• I hear what you're saying: evaluating the couple validation training (CVT), a brief behavioral intervention

      McKay, Jessica; Worrall, Michael J.; Gifford, Valerie; Lopez, Ellen; Eldridge, Gloria; Fitterling, James (2020-12)
      Couple distress has strong implications for individual, couple, and family functioning. Research has found couple relationship education to be an effective tool in alleviating couple distress, thus improving the quality of couple communication and problem-solving skills. Couple relationship education has been shown to be more cost-effective and less likely to provoke the typical fears couples face when considering couple therapy, increasing the likelihood of receiving needed help. This study used a brief, highly structured behavioral intervention to teach partners to identify and code effective and ineffective ways of communicating. The primary research question sought to determine whether learning a structured coding process would lead to observable behavior changes through increased use of validating communication behaviors and decreased use of invalidating communication behaviors during a conflict-based discussion with a partner.
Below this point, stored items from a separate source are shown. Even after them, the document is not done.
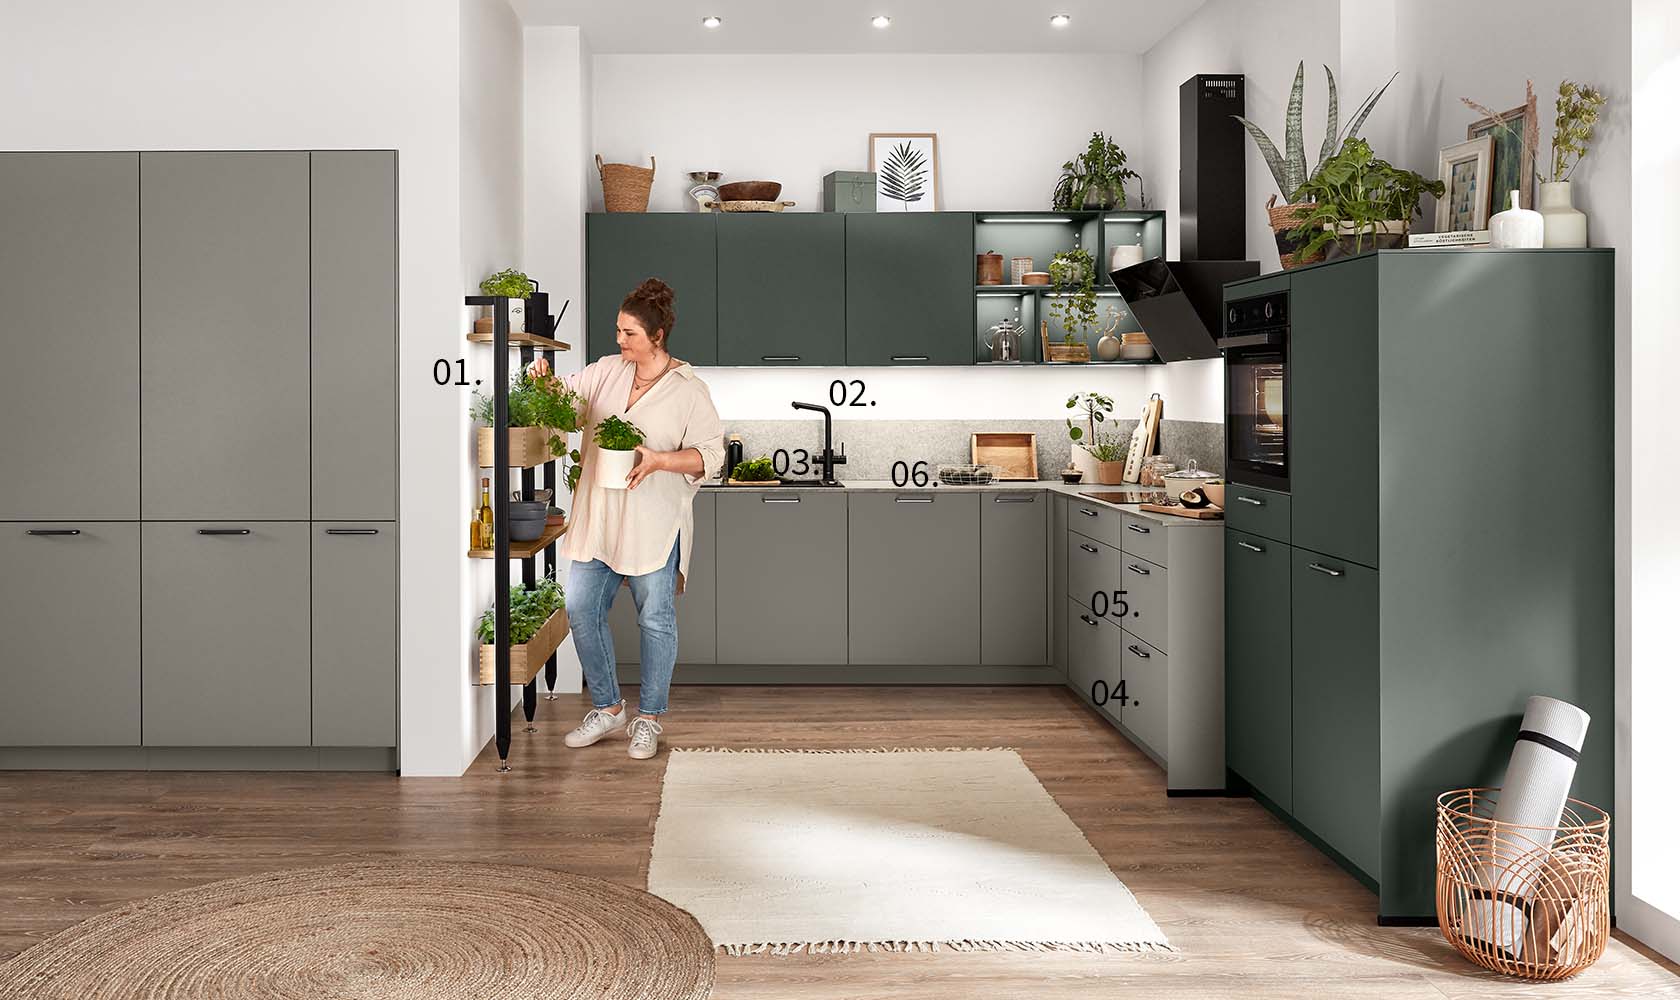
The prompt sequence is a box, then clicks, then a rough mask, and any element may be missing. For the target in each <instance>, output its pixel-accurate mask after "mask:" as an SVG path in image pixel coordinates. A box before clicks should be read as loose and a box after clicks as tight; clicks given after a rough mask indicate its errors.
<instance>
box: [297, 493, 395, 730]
mask: <svg viewBox="0 0 1680 1000" xmlns="http://www.w3.org/2000/svg"><path fill="white" fill-rule="evenodd" d="M309 546H311V565H309V607H311V618H309V625H311V627H309V644H311V657H309V664H311V671H309V676H311V687H309V703H311V706H312V709H311V733H312V739H311V743H314V745H316V746H396V524H393V523H388V521H386V523H368V521H339V523H336V524H319V523H318V524H311V529H309Z"/></svg>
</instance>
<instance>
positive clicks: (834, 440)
mask: <svg viewBox="0 0 1680 1000" xmlns="http://www.w3.org/2000/svg"><path fill="white" fill-rule="evenodd" d="M793 408H795V410H811V412H816V413H822V415H823V454H822V455H818V461H820V462H822V464H823V486H837V484H838V481H837V479H835V466H845V454H838V455H837V454H835V420H833V413H830V412H828V407H822V405H818V403H801V402H798V400H795V402H793Z"/></svg>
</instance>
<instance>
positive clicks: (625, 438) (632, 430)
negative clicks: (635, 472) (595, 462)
mask: <svg viewBox="0 0 1680 1000" xmlns="http://www.w3.org/2000/svg"><path fill="white" fill-rule="evenodd" d="M643 437H645V435H643V434H642V429H640V427H637V425H635V424H630V422H628V420H623V418H622V417H608V418H605V420H601V422H600V425H596V427H595V447H596V454H595V461H596V469H595V482H596V486H601V487H605V489H625V487H628V486H630V484H628V477H630V471H632V469H635V449H637V445H638V444H642V439H643Z"/></svg>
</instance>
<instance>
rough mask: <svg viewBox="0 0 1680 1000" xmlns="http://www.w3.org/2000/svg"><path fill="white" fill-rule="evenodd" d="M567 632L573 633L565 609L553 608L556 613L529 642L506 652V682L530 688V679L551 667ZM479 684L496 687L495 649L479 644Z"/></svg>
mask: <svg viewBox="0 0 1680 1000" xmlns="http://www.w3.org/2000/svg"><path fill="white" fill-rule="evenodd" d="M568 632H571V620H570V618H568V617H566V608H554V613H553V615H549V617H548V620H546V622H543V627H541V629H538V630H536V635H533V637H531V640H529V642H521V644H519V645H516V647H512V649H509V650H507V682H509V684H529V682H531V677H536V676H538V674H539V672H541V671H543V666H544V664H548V657H551V655H554V650H556V649H559V644H561V642H563V640H564V639H566V634H568ZM479 684H496V647H494V645H484V644H479Z"/></svg>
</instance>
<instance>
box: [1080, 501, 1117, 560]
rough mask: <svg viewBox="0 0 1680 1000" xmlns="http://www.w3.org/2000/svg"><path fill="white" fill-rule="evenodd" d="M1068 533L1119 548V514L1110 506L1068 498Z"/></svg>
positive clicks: (1116, 547)
mask: <svg viewBox="0 0 1680 1000" xmlns="http://www.w3.org/2000/svg"><path fill="white" fill-rule="evenodd" d="M1067 526H1068V531H1079V533H1080V534H1084V536H1085V538H1094V539H1097V541H1100V543H1104V545H1112V546H1114V548H1121V513H1119V511H1117V509H1114V508H1110V506H1105V504H1099V503H1095V501H1089V499H1085V497H1079V496H1070V497H1068V499H1067Z"/></svg>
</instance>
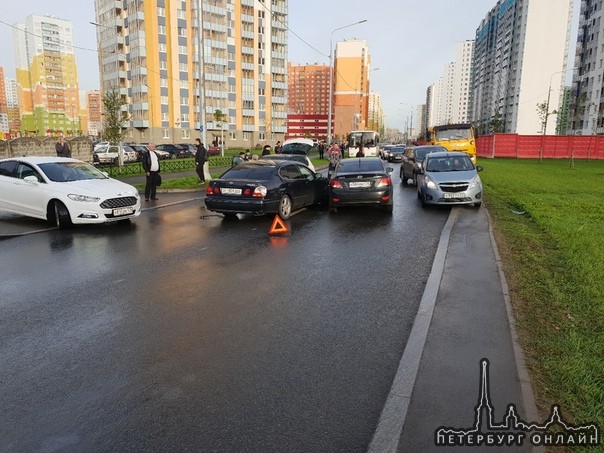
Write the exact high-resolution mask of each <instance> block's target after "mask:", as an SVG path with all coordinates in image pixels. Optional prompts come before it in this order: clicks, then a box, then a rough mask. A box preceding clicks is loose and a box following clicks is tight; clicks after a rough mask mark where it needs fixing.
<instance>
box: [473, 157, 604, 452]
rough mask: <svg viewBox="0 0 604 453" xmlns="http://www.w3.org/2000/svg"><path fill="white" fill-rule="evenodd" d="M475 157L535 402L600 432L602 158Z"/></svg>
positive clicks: (603, 218) (600, 377)
mask: <svg viewBox="0 0 604 453" xmlns="http://www.w3.org/2000/svg"><path fill="white" fill-rule="evenodd" d="M479 164H480V165H482V166H483V167H484V169H485V170H484V172H482V173H481V178H482V180H483V183H484V187H485V190H484V192H485V204H486V206H487V208H488V210H489V213H490V215H491V217H492V218H493V220H494V224H495V231H496V237H497V241H498V244H499V248H500V252H501V255H502V258H503V261H504V269H505V273H506V277H507V279H508V282H509V284H510V290H511V297H512V303H513V305H514V310H515V314H516V318H517V321H518V324H519V326H518V327H519V332H520V337H521V343H522V345H523V348H524V350H525V353H526V355H527V361H528V364H529V367H530V369H531V377H532V380H533V389H534V391H535V393H536V395H537V400H538V405H539V408H540V410H541V411H542V413H543V415H546V414H547V413H549V410H550V406H551V404H554V403H557V404H560V405H561V409H562V411H563V416H565V417H568V419H572V420H574V421H575V422H576V423H585V422H588V421H589V422H595V423H597V424H598V425H599V427H600V428H601V429H602V428H604V239H603V238H602V235H603V234H604V209H603V200H604V162H601V161H590V162H587V161H575V163H574V166H573V167H572V168H571V166H570V165H569V162H568V161H566V160H546V161H544V162H542V163H539V162H538V161H535V160H515V159H494V160H490V159H482V160H480V162H479ZM592 451H593V450H592ZM600 451H601V450H600Z"/></svg>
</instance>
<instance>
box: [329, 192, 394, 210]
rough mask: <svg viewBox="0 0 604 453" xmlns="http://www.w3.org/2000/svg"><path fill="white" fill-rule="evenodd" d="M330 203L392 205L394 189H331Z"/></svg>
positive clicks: (373, 204)
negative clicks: (379, 189) (340, 189)
mask: <svg viewBox="0 0 604 453" xmlns="http://www.w3.org/2000/svg"><path fill="white" fill-rule="evenodd" d="M329 203H330V204H331V205H332V206H345V205H346V206H370V205H391V204H392V191H391V190H389V189H384V190H375V191H370V192H369V191H352V190H331V191H330V192H329Z"/></svg>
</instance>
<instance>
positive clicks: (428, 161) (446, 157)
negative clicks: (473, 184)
mask: <svg viewBox="0 0 604 453" xmlns="http://www.w3.org/2000/svg"><path fill="white" fill-rule="evenodd" d="M472 169H474V165H473V164H472V161H471V160H470V158H469V157H467V156H461V157H460V156H454V157H439V158H434V159H429V161H428V164H427V166H426V171H436V172H439V171H468V170H472Z"/></svg>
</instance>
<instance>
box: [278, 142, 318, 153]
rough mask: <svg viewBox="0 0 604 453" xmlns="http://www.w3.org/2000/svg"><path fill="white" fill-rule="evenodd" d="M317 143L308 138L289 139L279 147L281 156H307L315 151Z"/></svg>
mask: <svg viewBox="0 0 604 453" xmlns="http://www.w3.org/2000/svg"><path fill="white" fill-rule="evenodd" d="M317 147H318V142H317V141H316V140H311V139H309V138H290V139H289V140H285V141H284V142H283V145H282V146H281V154H302V155H305V156H308V155H309V154H310V153H311V152H314V151H317Z"/></svg>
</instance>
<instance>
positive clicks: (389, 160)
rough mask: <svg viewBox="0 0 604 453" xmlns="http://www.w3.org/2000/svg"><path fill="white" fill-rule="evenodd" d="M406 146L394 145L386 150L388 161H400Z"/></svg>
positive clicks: (404, 153) (403, 145)
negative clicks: (386, 152)
mask: <svg viewBox="0 0 604 453" xmlns="http://www.w3.org/2000/svg"><path fill="white" fill-rule="evenodd" d="M406 149H407V147H406V146H404V145H403V146H394V147H392V148H390V149H389V150H388V162H402V161H403V154H405V150H406Z"/></svg>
Secondary questions pertaining to effective communication, relationship satisfaction, and training satisfaction were also explored. Participants were 16 couples who identified as being in a committed (nonmarried), heterosexual relationship, ages 18-40 (M = 26.00, SD = 6.61), and who were interested in improving their communication skills. The study used a quasi-experimental, three-level multilevel model to assess for dependence and change in the dependent variable (communication behaviors) over time. Hypothesis testing using the multilevel model found a significant difference between intervention and control groups pre to post workshop. However, inconsistent with the hypothesis the control condition increased validations significantly while the intervention condition showed no significant change over time. No other significant difference between groups were found. Other areas of interest emerged from the data. Couples self-reported a benefit from engaging in the study; over 85% of couples reported feeling satisfied with their experiences in the workshop and gave positive feedback about their experience. Future studies may explore the mechanisms of change and the possibility of additional clinically relevant changes which are not measured in this study. Keywords: relationship education, couples, validation, invalidation.